Anyhow, my dear, I hear that you are already on the move to use our water better than you did in the past: cultivating less water-intensive crops and even collaborating with your mosques to implement efficient use of water, and I hail you for that. After all, compared to your other bounties, and despite your continuous assertion that our water is a matter of survival for you but not me, we both know the contribution of your agriculture that takes up most of our water hardly contributes to your overall well-being. And, I know if you are honest with yourself, you will see the injustice of expecting me to not use what makes up a significant amount of all I have on that premise. I should also not pass without mentioning that others are faring well on much less water than ours.
Dearest, perhaps I have tired you with my drudgery by now, so let me say a bit about things I uphold highly of you. As you might expect, I hail you for one of the greatest civilizations of the world you gave birth to, the marvels of which this letter will not do justice, but know that I grew up learning your history and that I felt pride knowing that it was somehow mine as your fellow African.
My dear, do you remember that you helped me set up my first bank in 1905 in a noble quest of helping an African in need? And do you also recall that my first flight by my Ethiopian was to your beautiful Cairo in 1946? Maybe I do not say this enough but know I am also ever grateful for your long service in providing me with Patriarchs for my Church, helping me in cementing a strong base in my Christian faith. You also were gracious enough to have many of my Muslim scholars study at your great Al-Azhar in your lovely City of a Thousand Minarets. I have a lot I am grateful for you, I hope you can find a few things you are grateful for me as well.
Beloved, both of us know that a desirable future for Africa can only be secured if we move together than apart. I know you know that the Nile’s fruit is more when shared among all of us than by any of us alone. But I also sense perhaps you fear that I, along with the rest of your riparians, might pull you back if you open up to the possible ties over our water. Maybe that is not a baseless fear, as we have some catching up to do with you and as you are the most well to do among all of us.
Maybe, the idea of taking a leading role— which I hope you will—in transferring the basin into a prosperous one is a complicated and daunting task. But what I can say is have a bit more faith, I will need your help in transforming not only myself but our co-riparians, but I am not helpless. You have witnessed the commendable role I am taking in regional security, among many other things, and a very current evident role in excellence my national carrier is playing at this tiring time for Africa and beyond. And we know the immense potential that lies in our African free trade area that we both have ratified and hope to reap from together.

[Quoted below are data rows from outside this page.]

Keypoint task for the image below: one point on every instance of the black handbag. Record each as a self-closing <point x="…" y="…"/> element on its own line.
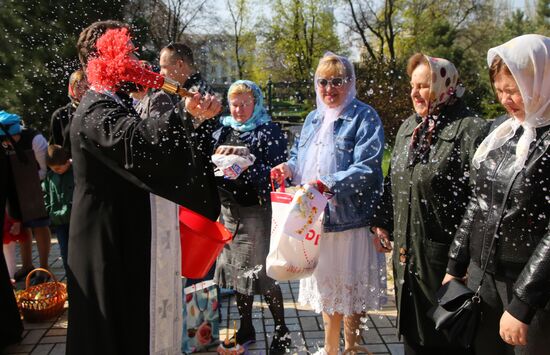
<point x="458" y="311"/>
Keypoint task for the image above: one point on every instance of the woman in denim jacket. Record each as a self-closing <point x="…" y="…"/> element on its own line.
<point x="339" y="151"/>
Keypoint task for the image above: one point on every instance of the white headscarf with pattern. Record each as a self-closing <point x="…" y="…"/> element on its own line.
<point x="528" y="59"/>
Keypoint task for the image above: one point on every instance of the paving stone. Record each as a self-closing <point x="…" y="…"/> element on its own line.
<point x="19" y="349"/>
<point x="309" y="323"/>
<point x="259" y="345"/>
<point x="314" y="334"/>
<point x="385" y="331"/>
<point x="396" y="349"/>
<point x="377" y="348"/>
<point x="390" y="338"/>
<point x="306" y="327"/>
<point x="42" y="349"/>
<point x="380" y="321"/>
<point x="290" y="312"/>
<point x="33" y="336"/>
<point x="292" y="327"/>
<point x="56" y="332"/>
<point x="44" y="325"/>
<point x="311" y="343"/>
<point x="371" y="337"/>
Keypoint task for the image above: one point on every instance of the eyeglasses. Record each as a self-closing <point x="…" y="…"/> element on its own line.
<point x="334" y="82"/>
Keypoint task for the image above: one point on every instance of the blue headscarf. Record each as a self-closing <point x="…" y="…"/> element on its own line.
<point x="10" y="122"/>
<point x="259" y="116"/>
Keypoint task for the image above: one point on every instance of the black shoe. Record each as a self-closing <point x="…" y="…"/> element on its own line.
<point x="39" y="278"/>
<point x="21" y="274"/>
<point x="281" y="341"/>
<point x="246" y="337"/>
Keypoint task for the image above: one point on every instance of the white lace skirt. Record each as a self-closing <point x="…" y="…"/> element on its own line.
<point x="350" y="277"/>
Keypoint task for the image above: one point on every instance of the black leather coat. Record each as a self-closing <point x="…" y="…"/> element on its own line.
<point x="515" y="208"/>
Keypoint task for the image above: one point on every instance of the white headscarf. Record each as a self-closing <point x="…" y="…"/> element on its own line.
<point x="528" y="58"/>
<point x="320" y="160"/>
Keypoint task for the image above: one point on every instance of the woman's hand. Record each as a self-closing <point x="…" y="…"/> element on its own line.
<point x="381" y="240"/>
<point x="513" y="331"/>
<point x="449" y="277"/>
<point x="15" y="228"/>
<point x="280" y="173"/>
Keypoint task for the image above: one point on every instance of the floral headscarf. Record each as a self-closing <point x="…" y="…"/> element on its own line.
<point x="445" y="88"/>
<point x="259" y="116"/>
<point x="528" y="59"/>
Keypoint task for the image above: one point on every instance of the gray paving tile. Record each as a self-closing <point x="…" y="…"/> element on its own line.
<point x="43" y="349"/>
<point x="390" y="338"/>
<point x="380" y="321"/>
<point x="53" y="340"/>
<point x="371" y="337"/>
<point x="319" y="334"/>
<point x="385" y="331"/>
<point x="259" y="345"/>
<point x="56" y="332"/>
<point x="19" y="349"/>
<point x="377" y="348"/>
<point x="305" y="325"/>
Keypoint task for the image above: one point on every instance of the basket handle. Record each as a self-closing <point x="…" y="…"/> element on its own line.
<point x="28" y="279"/>
<point x="357" y="348"/>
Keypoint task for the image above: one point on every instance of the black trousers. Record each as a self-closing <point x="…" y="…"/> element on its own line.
<point x="495" y="295"/>
<point x="412" y="348"/>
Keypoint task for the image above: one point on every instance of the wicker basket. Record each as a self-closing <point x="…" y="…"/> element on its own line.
<point x="43" y="301"/>
<point x="357" y="350"/>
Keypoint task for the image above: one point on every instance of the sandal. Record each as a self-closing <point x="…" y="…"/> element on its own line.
<point x="245" y="339"/>
<point x="40" y="277"/>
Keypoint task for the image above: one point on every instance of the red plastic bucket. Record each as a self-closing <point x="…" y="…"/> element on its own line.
<point x="202" y="240"/>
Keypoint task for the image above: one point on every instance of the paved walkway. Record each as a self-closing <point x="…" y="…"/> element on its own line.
<point x="306" y="326"/>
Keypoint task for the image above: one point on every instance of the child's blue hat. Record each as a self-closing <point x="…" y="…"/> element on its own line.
<point x="10" y="123"/>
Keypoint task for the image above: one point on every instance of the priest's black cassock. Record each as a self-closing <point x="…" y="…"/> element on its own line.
<point x="11" y="327"/>
<point x="118" y="161"/>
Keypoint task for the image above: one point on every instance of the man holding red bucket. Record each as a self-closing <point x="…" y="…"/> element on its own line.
<point x="119" y="159"/>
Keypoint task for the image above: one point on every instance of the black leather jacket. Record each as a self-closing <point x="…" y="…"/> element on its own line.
<point x="514" y="207"/>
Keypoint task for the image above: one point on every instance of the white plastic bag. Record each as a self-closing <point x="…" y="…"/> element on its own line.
<point x="231" y="161"/>
<point x="290" y="258"/>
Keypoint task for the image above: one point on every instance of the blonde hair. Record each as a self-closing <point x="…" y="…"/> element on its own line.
<point x="331" y="65"/>
<point x="239" y="89"/>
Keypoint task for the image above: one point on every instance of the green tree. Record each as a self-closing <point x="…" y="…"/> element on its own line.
<point x="243" y="39"/>
<point x="298" y="35"/>
<point x="38" y="52"/>
<point x="542" y="19"/>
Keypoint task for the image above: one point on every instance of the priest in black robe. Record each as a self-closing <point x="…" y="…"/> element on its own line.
<point x="11" y="327"/>
<point x="119" y="160"/>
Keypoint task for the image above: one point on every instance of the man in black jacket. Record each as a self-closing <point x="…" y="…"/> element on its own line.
<point x="61" y="119"/>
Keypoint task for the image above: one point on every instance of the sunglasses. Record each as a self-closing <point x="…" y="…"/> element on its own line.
<point x="334" y="82"/>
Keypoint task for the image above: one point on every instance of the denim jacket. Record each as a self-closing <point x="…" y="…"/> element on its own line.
<point x="357" y="183"/>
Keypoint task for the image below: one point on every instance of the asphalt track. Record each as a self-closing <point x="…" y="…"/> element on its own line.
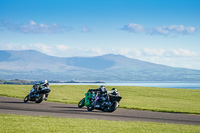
<point x="17" y="106"/>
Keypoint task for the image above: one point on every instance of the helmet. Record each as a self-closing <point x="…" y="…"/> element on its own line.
<point x="114" y="90"/>
<point x="103" y="89"/>
<point x="45" y="81"/>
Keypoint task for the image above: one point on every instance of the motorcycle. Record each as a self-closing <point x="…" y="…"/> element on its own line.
<point x="39" y="95"/>
<point x="93" y="101"/>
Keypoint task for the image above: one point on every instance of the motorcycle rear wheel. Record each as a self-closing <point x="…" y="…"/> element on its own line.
<point x="112" y="108"/>
<point x="40" y="98"/>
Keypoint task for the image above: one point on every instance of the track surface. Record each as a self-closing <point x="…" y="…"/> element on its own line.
<point x="17" y="106"/>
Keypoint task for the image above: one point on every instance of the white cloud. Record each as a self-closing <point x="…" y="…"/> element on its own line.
<point x="174" y="29"/>
<point x="163" y="30"/>
<point x="34" y="28"/>
<point x="85" y="29"/>
<point x="135" y="28"/>
<point x="170" y="57"/>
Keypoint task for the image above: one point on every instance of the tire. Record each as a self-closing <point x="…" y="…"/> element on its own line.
<point x="26" y="99"/>
<point x="90" y="107"/>
<point x="114" y="106"/>
<point x="40" y="98"/>
<point x="81" y="103"/>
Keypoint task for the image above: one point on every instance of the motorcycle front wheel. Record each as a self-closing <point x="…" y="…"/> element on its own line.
<point x="81" y="103"/>
<point x="40" y="98"/>
<point x="26" y="99"/>
<point x="90" y="107"/>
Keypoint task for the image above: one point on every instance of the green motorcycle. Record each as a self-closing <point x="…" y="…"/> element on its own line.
<point x="89" y="97"/>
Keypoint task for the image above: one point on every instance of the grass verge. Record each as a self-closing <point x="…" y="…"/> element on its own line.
<point x="34" y="124"/>
<point x="140" y="98"/>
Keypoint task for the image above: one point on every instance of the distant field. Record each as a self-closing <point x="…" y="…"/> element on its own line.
<point x="141" y="98"/>
<point x="24" y="124"/>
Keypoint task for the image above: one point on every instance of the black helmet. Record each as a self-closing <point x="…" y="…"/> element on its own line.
<point x="103" y="89"/>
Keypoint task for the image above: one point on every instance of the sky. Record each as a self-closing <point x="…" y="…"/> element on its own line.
<point x="160" y="31"/>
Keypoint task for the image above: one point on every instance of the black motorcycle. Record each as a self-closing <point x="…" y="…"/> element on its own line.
<point x="108" y="103"/>
<point x="39" y="95"/>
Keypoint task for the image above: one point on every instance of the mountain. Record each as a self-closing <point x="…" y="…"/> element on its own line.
<point x="33" y="65"/>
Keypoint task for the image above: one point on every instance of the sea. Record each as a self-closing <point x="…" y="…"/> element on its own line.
<point x="181" y="85"/>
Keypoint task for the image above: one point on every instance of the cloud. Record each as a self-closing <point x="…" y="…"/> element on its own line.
<point x="135" y="28"/>
<point x="174" y="29"/>
<point x="85" y="29"/>
<point x="163" y="30"/>
<point x="33" y="28"/>
<point x="170" y="57"/>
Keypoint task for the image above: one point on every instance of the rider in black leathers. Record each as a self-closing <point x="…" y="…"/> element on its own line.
<point x="102" y="93"/>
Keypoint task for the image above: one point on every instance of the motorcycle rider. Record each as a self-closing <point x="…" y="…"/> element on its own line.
<point x="103" y="93"/>
<point x="37" y="86"/>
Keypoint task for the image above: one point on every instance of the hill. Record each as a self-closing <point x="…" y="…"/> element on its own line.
<point x="33" y="65"/>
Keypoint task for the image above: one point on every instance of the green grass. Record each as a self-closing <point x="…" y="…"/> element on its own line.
<point x="33" y="124"/>
<point x="141" y="98"/>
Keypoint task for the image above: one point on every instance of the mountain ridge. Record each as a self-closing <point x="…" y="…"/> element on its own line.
<point x="34" y="65"/>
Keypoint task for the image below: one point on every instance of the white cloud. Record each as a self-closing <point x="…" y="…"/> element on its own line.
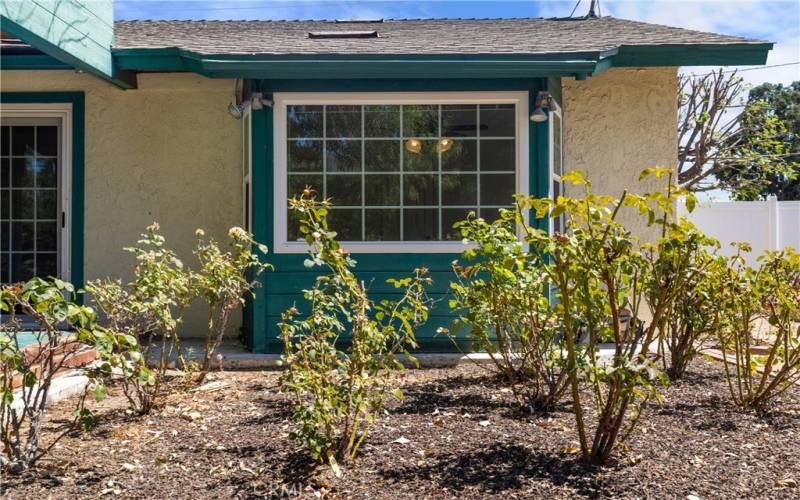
<point x="775" y="21"/>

So, my dear, I am hopeful; I am hopeful we will be ok; that we will change that seemingly unending negative narrative of our continent; that we stand for reason; and that we are sufficient and capable to solve any of our problems by ourselves. I hope you share my hope and in that hope, I pray you channel the wisdom of the very expansive concept of “Maat” your gods devised thousands of years ago embodying the essence of “truth, balance, order, and justice”, and so befitting of this time that has shown us that you and I are after all tailored with the same infectious human fabric. My well-being is yours and yours mine.